Macron ve Feyruz…, Hediye Levent

Fransa Cumhurbaşkanı Emmanuel Macron, Beyrut Limanındaki patlamadan sonra ikinci kez Lübnan’daydı. Ziyaretin zamanlaması, Bölgenin Efsanevi Sanatçısı Feyruz ile yapılan görüşme, Macron’un açıklamaları ve tabii ki basın ekibinin fotoğraf seçimi dahil oldukça dikkatli çalışması ziyareti daha da dikkat çekici hale getirdi.

1 Eylül 1920 Lübnan’ın Osmanlı devleti çekildikten sonra Lübnan’ın Fransız mandasına geçişinin resmi tarihi. Lübnanlılar çoğunlukla bu tarihi 1946’da Fransızların çekilmesi ile birlikte bağımsızlığına kavuşan Lübnan devletinin kuruluşu olarak kabul eder. Kısmen doğru bir değerlendirme sayılabilir. Lübnan kelimesinin kullanıldığı, bir anayasanın hazırlandığı, devletleşme sürecinin başladığı tarihtir 1 Eylül 1920 ancak Fransız mandası altında. 
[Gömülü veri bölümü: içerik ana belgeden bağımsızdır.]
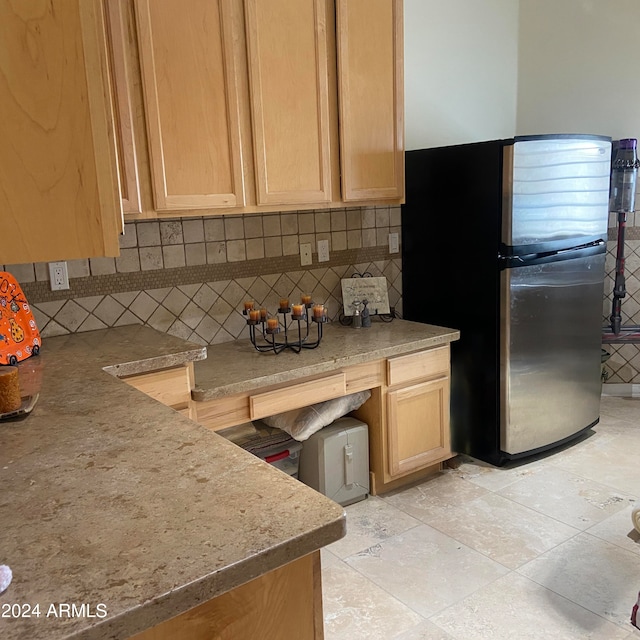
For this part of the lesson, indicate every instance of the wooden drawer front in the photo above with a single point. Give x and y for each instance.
(170, 386)
(222, 413)
(297, 395)
(365, 376)
(432, 363)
Macron da ziyaretini bu tarihe ve Grand Liban veya Büyük Lübnan’ın kuruluşunun yıl dönümünde gerçekleştirdi. 

Bir kez daha belirtmekte fayda var ki, Lübnan’ın din mezhep esaslı anayasasının mimarı Fransa idi ki, iç savaştan sonra devletin dinlere ve mezheplere göre yeniden düzenlenmesini sağlayan zemini Fransa düzenledi, iç savaş sonrası şartlar sistematikleştirdi. Bu sistem Lübnan’ı yolsuzlukla boğuşan, bir türlü Lübnanlılık kimliği oluşturamayan, ülkenin köy köy, mahalle mahalle, sokak sokak bölünmesine yol açan, siyasi istikrarsızlığın artık kanserleştirdiği bir ülke haline getirdi. 

Lübnan’daki bu sistem birçok ülke gibi Fransa’nın da nüfuzunu korumasını ve derinleştirmesini sağladı. 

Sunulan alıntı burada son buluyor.